L’apprentissage de la citoyenneté passe notamment par l’appropriation de son lieu de vie.  J’entends par « lieu de vie » l’espace public ou les espaces privés ouverts au public. De la boulangerie au parc, de l’école à la rue, du bout de trottoir devant chez soi aux places publiques, tout notre environnement nous appartient autant qu’il appartient à la communauté.  Mais comment retrouver la sensation d’être chez soi en dehors de son foyer ?  Comment prendre soin de sa ville autant que de son hygiène de vie ?
Le Jeu avec un grand « J » permet de véhiculer bien des savoirs et de développer pléthore de compétences. Mais l’enjeu est de taille !
Ce n’est donc pas sans une certaine fierté que je vais conter l’aventure que j’ai pu vivre avec Dina, Serhat, Mamadou D., Mamadou B., Galin, Soumia, Saiedeh, Ibtissam, Denis, Youssef, Billal, Jaelle, Marianne, David, Sanae, Vanessa, Emanuel, Estera, Gabriel et Ali, les élèves de l’école n°8 de Schaerbeek.

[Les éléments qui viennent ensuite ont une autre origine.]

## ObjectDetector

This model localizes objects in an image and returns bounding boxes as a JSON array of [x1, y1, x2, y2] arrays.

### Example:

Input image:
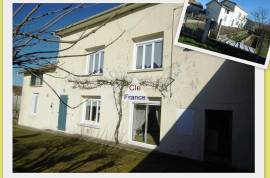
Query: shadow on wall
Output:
[[132, 60, 254, 172]]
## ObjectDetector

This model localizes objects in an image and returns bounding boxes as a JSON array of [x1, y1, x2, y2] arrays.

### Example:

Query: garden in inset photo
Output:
[[178, 0, 270, 65]]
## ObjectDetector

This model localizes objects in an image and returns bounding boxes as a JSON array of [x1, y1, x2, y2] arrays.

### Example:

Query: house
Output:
[[206, 0, 248, 28], [244, 19, 257, 31], [187, 0, 203, 15], [19, 3, 254, 171]]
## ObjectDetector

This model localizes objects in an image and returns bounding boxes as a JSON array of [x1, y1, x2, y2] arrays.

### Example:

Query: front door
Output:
[[132, 104, 160, 145], [57, 95, 68, 131], [204, 110, 232, 165]]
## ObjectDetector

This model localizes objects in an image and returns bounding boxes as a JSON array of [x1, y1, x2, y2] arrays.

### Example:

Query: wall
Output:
[[19, 4, 254, 168]]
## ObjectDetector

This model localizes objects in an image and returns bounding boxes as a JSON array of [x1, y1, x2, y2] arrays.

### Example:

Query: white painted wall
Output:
[[207, 1, 248, 28], [19, 4, 254, 168]]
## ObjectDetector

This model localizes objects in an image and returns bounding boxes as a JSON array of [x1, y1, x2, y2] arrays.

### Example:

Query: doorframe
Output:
[[203, 109, 234, 165], [128, 101, 161, 149]]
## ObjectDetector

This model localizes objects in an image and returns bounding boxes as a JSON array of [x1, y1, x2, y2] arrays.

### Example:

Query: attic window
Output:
[[135, 38, 163, 69], [30, 72, 43, 86]]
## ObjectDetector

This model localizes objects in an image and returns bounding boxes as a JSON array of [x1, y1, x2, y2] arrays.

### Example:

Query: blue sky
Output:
[[197, 0, 270, 18], [13, 3, 119, 85]]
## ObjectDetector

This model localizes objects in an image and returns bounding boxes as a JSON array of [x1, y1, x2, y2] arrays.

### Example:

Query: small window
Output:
[[83, 99, 101, 126], [88, 50, 104, 74], [31, 93, 38, 114], [135, 39, 163, 69], [30, 73, 43, 86]]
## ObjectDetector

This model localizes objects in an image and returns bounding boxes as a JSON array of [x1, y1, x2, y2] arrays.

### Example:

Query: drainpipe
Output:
[[170, 7, 179, 98]]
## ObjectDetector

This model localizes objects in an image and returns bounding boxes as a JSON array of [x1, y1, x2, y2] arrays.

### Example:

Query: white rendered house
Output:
[[206, 0, 248, 28], [19, 3, 254, 170]]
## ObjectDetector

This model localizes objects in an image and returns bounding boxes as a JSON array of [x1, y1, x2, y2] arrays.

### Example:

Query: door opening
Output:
[[132, 104, 160, 145], [204, 110, 232, 165]]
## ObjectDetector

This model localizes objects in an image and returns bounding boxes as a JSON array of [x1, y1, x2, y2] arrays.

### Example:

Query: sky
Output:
[[13, 3, 119, 85], [197, 0, 270, 18]]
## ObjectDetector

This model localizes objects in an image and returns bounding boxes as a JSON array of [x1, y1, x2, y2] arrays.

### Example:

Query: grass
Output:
[[13, 126, 147, 172], [13, 122, 249, 172], [229, 31, 250, 42]]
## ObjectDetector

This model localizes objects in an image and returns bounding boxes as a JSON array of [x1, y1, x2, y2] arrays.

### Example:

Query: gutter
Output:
[[55, 3, 152, 37]]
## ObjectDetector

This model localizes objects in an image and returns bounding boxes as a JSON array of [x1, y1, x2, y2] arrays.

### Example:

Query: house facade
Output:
[[206, 0, 248, 28], [19, 4, 254, 170], [187, 1, 203, 15]]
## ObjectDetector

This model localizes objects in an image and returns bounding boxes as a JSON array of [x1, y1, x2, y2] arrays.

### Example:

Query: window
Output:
[[136, 39, 163, 69], [30, 73, 43, 86], [31, 93, 38, 114], [83, 99, 101, 126], [88, 50, 104, 74]]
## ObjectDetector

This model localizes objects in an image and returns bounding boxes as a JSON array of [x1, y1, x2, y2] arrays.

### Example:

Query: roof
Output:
[[188, 1, 203, 9], [55, 3, 155, 37], [19, 64, 57, 73]]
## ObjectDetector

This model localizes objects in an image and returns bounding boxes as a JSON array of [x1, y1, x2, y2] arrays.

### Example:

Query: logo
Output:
[[123, 78, 149, 102]]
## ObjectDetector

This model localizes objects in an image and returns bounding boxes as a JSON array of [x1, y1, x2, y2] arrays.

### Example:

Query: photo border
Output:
[[174, 0, 270, 69], [2, 0, 264, 178]]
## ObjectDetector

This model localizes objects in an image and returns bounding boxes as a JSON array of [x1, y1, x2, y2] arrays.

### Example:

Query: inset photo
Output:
[[175, 0, 270, 69]]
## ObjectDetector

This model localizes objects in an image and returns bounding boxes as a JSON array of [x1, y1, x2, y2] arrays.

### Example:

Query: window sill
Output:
[[30, 85, 42, 87], [86, 73, 103, 77], [79, 123, 100, 129], [127, 68, 163, 73]]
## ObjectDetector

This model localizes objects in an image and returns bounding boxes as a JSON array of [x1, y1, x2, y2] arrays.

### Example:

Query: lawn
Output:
[[228, 31, 250, 42], [13, 124, 244, 172], [13, 126, 147, 172]]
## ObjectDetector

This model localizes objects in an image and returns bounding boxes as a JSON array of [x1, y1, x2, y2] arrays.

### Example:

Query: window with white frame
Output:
[[135, 38, 163, 69], [30, 72, 43, 86], [88, 50, 104, 74], [83, 99, 101, 126], [31, 93, 38, 114]]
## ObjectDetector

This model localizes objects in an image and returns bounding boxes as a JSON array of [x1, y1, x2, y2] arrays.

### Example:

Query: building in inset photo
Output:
[[178, 0, 270, 68]]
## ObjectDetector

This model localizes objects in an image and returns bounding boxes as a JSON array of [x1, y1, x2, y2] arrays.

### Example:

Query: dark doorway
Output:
[[132, 104, 160, 145], [204, 110, 232, 165]]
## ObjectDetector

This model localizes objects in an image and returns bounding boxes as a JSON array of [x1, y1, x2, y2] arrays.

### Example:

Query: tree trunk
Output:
[[114, 86, 124, 144]]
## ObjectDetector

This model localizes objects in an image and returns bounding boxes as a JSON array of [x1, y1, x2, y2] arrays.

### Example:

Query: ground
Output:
[[13, 124, 245, 172]]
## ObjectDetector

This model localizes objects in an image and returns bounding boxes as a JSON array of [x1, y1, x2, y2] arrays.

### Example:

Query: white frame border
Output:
[[174, 0, 270, 69], [2, 0, 264, 178]]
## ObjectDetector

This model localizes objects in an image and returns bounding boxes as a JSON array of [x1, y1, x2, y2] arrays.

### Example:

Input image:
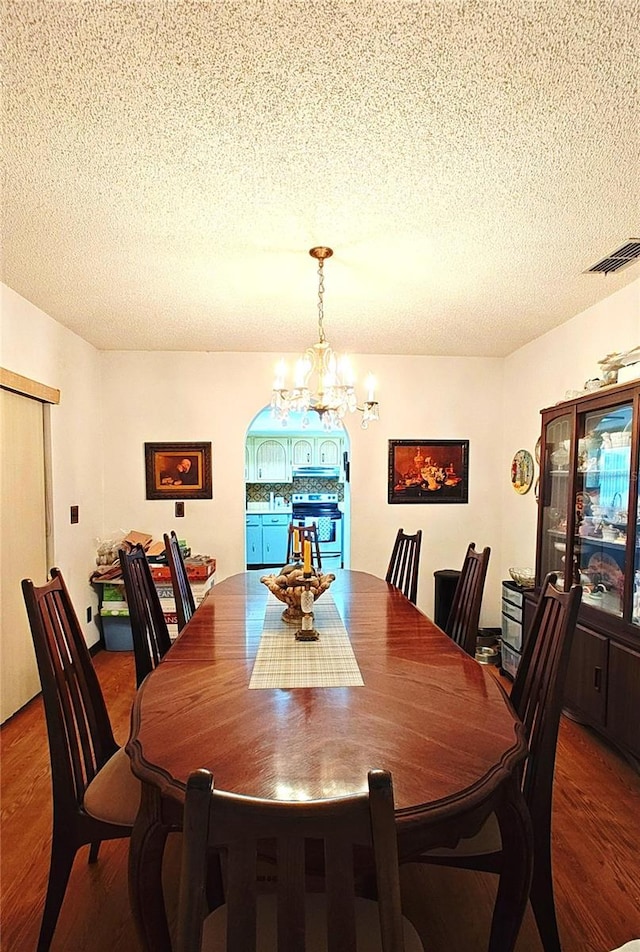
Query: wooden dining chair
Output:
[[177, 770, 423, 952], [444, 542, 491, 658], [164, 529, 196, 632], [118, 544, 171, 687], [22, 568, 140, 952], [404, 574, 582, 952], [287, 522, 322, 571], [385, 529, 422, 605]]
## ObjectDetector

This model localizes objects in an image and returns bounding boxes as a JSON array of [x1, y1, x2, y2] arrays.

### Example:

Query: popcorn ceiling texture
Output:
[[1, 0, 640, 356]]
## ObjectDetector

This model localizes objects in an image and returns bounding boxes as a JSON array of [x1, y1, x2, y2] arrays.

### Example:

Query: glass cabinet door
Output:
[[572, 403, 638, 617], [540, 415, 572, 586]]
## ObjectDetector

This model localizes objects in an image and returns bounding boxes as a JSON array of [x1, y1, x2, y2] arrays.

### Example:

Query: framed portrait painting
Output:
[[144, 443, 213, 499], [388, 439, 469, 503]]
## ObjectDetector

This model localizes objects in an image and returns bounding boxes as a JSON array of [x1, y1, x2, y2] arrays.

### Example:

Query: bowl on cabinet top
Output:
[[509, 567, 536, 588]]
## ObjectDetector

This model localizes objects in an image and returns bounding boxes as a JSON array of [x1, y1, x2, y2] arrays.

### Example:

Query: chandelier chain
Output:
[[318, 258, 326, 344]]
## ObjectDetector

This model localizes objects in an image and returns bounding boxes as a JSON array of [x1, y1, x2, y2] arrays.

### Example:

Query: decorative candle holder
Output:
[[296, 572, 320, 641]]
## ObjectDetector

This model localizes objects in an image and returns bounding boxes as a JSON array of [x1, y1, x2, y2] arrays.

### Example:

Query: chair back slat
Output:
[[164, 529, 196, 631], [118, 544, 171, 687], [177, 770, 404, 952], [444, 542, 491, 657], [511, 573, 582, 838], [385, 529, 422, 605], [22, 568, 117, 811]]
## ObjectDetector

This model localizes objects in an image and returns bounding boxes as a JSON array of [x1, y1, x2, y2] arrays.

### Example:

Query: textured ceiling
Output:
[[1, 0, 640, 356]]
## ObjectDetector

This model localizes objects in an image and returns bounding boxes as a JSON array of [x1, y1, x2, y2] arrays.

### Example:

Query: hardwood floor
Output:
[[0, 651, 640, 952]]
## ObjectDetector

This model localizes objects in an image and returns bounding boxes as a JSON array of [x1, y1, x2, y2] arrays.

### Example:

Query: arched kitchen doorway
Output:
[[245, 407, 351, 572]]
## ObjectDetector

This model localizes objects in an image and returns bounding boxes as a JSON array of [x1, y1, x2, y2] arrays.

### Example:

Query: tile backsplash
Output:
[[247, 478, 344, 506]]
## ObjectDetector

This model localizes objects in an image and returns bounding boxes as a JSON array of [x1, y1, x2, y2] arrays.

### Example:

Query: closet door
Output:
[[0, 389, 47, 722]]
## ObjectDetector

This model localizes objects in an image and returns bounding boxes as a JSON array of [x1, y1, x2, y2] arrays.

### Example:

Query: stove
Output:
[[291, 493, 342, 572]]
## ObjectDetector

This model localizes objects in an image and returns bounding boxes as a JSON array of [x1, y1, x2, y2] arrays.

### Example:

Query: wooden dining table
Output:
[[126, 570, 533, 952]]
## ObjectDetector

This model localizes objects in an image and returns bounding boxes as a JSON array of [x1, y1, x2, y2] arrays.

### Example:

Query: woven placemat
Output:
[[249, 592, 364, 688]]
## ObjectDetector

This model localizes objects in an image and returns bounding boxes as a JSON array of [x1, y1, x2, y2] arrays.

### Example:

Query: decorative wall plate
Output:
[[511, 450, 534, 496]]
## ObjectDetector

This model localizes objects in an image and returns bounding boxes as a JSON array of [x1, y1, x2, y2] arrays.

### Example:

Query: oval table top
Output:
[[127, 570, 526, 823]]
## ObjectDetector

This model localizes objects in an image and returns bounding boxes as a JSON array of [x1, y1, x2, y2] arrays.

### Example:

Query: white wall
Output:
[[501, 276, 640, 578], [0, 285, 103, 644], [0, 280, 640, 643], [101, 352, 508, 624]]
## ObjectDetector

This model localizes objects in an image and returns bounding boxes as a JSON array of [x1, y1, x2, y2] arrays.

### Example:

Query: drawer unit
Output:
[[500, 641, 520, 678], [502, 582, 524, 651], [502, 581, 524, 615], [502, 611, 522, 651]]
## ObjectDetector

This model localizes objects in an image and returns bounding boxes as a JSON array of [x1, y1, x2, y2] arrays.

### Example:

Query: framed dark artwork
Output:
[[388, 440, 469, 503], [144, 443, 213, 499]]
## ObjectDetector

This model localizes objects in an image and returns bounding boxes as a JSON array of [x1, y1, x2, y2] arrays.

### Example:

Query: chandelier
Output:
[[271, 246, 378, 430]]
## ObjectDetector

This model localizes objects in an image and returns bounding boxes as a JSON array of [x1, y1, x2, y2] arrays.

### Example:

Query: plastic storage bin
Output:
[[100, 609, 133, 651]]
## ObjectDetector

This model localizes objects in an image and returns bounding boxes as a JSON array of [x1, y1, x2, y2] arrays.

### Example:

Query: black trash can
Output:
[[433, 569, 460, 628]]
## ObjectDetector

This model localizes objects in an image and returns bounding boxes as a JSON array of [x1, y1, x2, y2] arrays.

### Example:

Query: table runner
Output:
[[249, 592, 364, 688]]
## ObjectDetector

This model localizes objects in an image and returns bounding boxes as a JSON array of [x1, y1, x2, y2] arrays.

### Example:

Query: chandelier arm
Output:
[[271, 246, 379, 429]]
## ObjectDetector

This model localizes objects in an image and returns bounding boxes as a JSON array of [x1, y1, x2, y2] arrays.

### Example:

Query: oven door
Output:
[[291, 509, 342, 572]]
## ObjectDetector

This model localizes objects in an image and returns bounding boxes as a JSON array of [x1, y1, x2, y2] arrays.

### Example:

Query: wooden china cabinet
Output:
[[536, 380, 640, 764]]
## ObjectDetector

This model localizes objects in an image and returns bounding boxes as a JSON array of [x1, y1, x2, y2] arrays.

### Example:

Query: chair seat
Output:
[[202, 893, 424, 952], [83, 747, 141, 826]]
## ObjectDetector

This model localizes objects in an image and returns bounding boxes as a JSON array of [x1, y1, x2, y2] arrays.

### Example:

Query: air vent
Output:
[[584, 238, 640, 274]]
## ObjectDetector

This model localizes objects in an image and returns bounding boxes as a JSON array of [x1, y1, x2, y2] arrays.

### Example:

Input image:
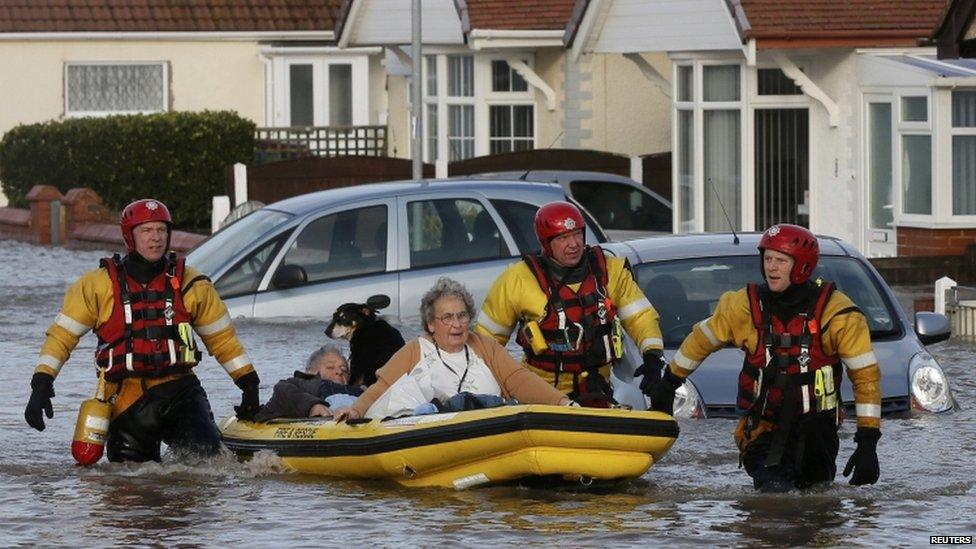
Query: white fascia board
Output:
[[468, 29, 564, 50], [339, 0, 363, 48], [505, 56, 556, 111], [769, 51, 840, 128], [258, 46, 383, 56], [623, 53, 671, 98], [854, 46, 936, 55], [570, 0, 610, 63], [0, 31, 335, 42], [932, 76, 976, 88]]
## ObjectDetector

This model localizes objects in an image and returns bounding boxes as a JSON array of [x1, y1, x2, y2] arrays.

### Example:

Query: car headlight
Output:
[[908, 352, 956, 412], [674, 379, 705, 419]]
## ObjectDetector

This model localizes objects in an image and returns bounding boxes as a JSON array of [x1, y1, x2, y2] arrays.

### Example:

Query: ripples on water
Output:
[[0, 241, 976, 547]]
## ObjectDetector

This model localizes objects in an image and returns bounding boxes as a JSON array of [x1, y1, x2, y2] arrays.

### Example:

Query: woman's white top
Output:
[[366, 337, 502, 418]]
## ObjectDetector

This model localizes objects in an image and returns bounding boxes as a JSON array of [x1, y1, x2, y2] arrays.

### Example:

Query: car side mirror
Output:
[[915, 311, 952, 345], [271, 265, 308, 288], [366, 294, 390, 311]]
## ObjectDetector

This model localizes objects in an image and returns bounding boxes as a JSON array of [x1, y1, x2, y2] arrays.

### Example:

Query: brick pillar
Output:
[[64, 187, 119, 236], [27, 185, 65, 244]]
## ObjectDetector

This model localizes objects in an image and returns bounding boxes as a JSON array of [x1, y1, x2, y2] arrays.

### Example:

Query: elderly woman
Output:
[[336, 277, 573, 419]]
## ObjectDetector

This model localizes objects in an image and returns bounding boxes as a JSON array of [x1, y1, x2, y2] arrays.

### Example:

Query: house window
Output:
[[488, 105, 535, 154], [677, 65, 695, 101], [901, 135, 932, 215], [64, 62, 168, 116], [894, 94, 933, 216], [447, 55, 474, 97], [674, 61, 743, 232], [424, 54, 536, 162], [952, 90, 976, 215], [269, 52, 369, 127], [901, 95, 929, 122], [447, 105, 474, 161]]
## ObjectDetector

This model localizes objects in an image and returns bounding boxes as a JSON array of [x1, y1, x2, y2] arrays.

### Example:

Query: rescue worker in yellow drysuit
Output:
[[24, 200, 259, 461], [642, 224, 881, 491], [476, 202, 664, 407]]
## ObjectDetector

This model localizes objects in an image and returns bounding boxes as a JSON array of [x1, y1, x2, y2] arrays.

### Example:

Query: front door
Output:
[[755, 108, 810, 231], [864, 95, 898, 257]]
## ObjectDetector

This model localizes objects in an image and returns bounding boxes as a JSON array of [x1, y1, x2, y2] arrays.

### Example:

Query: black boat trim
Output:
[[223, 412, 678, 457]]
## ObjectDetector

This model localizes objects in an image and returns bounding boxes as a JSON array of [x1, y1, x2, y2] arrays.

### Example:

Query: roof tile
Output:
[[465, 0, 576, 30], [741, 0, 946, 37], [0, 0, 342, 33]]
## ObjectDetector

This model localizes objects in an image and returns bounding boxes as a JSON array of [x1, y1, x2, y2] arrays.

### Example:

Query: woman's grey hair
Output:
[[420, 276, 475, 333], [305, 343, 348, 373]]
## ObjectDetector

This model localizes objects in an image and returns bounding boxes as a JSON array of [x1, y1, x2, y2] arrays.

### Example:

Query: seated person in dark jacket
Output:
[[254, 345, 363, 421]]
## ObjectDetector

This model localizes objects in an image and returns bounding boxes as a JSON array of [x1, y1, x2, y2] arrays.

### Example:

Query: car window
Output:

Cette histoire commence par une initiative, celle de « Patrimoine à roulettes », une ASBL schaerbeekoise militant pour la valorisation du patrimoine. Yves et Laurence prennent le pari de monter ce projet en partenariat avec Mélissa, l’institutrice, ainsi que Thibaut et Nicolas, membres de l’ASBL Let’s play together spécialisée dans le jeu de société, pour faire redécouvrir leur quartier aux élèves.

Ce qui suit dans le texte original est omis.